High Re-Operation Rates Using Conserve Metal-On-Metal Total Hip Articulations
S.L. Mogensen*, T. Jakobsen1, H. Christoffersen2, N. Krarup1
Identifiers and Pagination:Year: 2016
First Page: 41
Last Page: 48
Publisher ID: TOORTHJ-10-41
Article History:Received Date: 25/8/2015
Revision Received Date: 16/12/2015
Acceptance Date: 8/02/2016
Electronic publication date: 29/03/2016
Collection year: 2016
open-access license: This is an open access article licensed under the terms of the Creative Commons Attribution-Non-Commercial 4.0 International Public License (CC BY-NC 4.0) (https://creativecommons.org/licenses/by-nc/4.0/legalcode), which permits unrestricted, non-commercial use, distribution and reproduction in any medium, provided the work is properly cited.

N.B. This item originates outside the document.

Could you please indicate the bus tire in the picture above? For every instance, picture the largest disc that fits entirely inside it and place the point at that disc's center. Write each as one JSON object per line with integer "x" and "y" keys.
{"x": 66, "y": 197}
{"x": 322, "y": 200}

Metal-on-metal hip articulations have been intensely debated after reports of adverse reactions and high failure rates. The aim of this study was to retrospectively evaluate the implant of a metal-on.metal total hip articulation (MOM THA) from a single manufacture in a two-center study.
Materials and Methods:
108 CONSERVE® MOM THA were implanted in 92 patients between November 2005 and December 2010. Patients had at time of retrospective evaluation their journals reviewed for re-operations and adverse reactions.
20 hips were re-operated (18.4%) at a mean follow up of 53 months. 4 pseudotumors were diagnosed at time of follow up but no substantiated link was made between adverse reactions and re-operations.
The high re-operation rates found in this study raised concern about the usage of the MOM THA and subsequently lead to the termination of implantation of this MOM THA at the two orthopaedic departments.
Metal-on-metal (MOM) hip articulations were reintroduced several years ago but have recently been subjected to intense discussions due to reported re-operations and adverse tissue reactions.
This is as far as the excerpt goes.